Talk about suspense.
Investors in Multi-Cat Mexico 2012-1 are waiting to hear whether the riskiest tranche of the catastrophe bond sustained a partial or total loss as the result of Hurricane Patricia, but the latest reading is just too close to call.
It all hinges on wind pressure.
Multi-Cat Mexico was issued by the Mexican government under the World Bank’s “MultiCat” program. It was designed to transfer the risk of damage from wind storms on the Pacific coast of Mexico. In the event that a trigger is reached, investors forfeit their principal as these funds become available to the sponsor.
The deal uses what is known as a ‘parametric’ trigger; it is based on the wind pressure measured at a number of stations in the covered area, and not on actual losses. According to Standard & Poor’s, which rated the Multi-Cat Mexico, the transaction documents state that noteholders would lose 50% of their principal amount if the central pressure is between 932 and 920 millibars, and 100% if lower than or equal to 920 millibars.
Hurricane Patricia was so strong when it made landfall on Mexico’s Pacific Coast in October that it seemed almost certain that investors in the $100 million of class C notes would lose at least half of their principal, but investors are still awaiting a final report from the calculation agent, AIR Worldwide, to determine how much of a loss.

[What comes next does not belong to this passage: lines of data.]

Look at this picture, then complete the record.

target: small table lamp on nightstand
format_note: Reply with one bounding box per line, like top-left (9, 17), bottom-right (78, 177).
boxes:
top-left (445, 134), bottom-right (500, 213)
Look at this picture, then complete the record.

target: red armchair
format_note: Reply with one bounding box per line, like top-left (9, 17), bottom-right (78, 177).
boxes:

In a report published today, S&P said that the latest update from the National Hurricane Center puts the reading right on the dividing line, at 920 millibars, at one of the stations (located at located at 19.4N 105.0W).
S&P downgraded the class C notes to ‘D’ this morning, but not because of the latest wind pressure reading. Instead, the downgrade was triggered because the deal’s arranger, Swiss Re, had to request a maturity extension for the class C notes, which were set to mature on Friday, Dec. 4, before the size of a loss could be determined.
Maturity will now automatically extend by one month each month through June 2016 unless Swiss Re requests otherwise, and this extension will reduce the annual interest spread to 3% from 7.5%. Standard & Poor’s considers this coupon stepdown to be an event of default.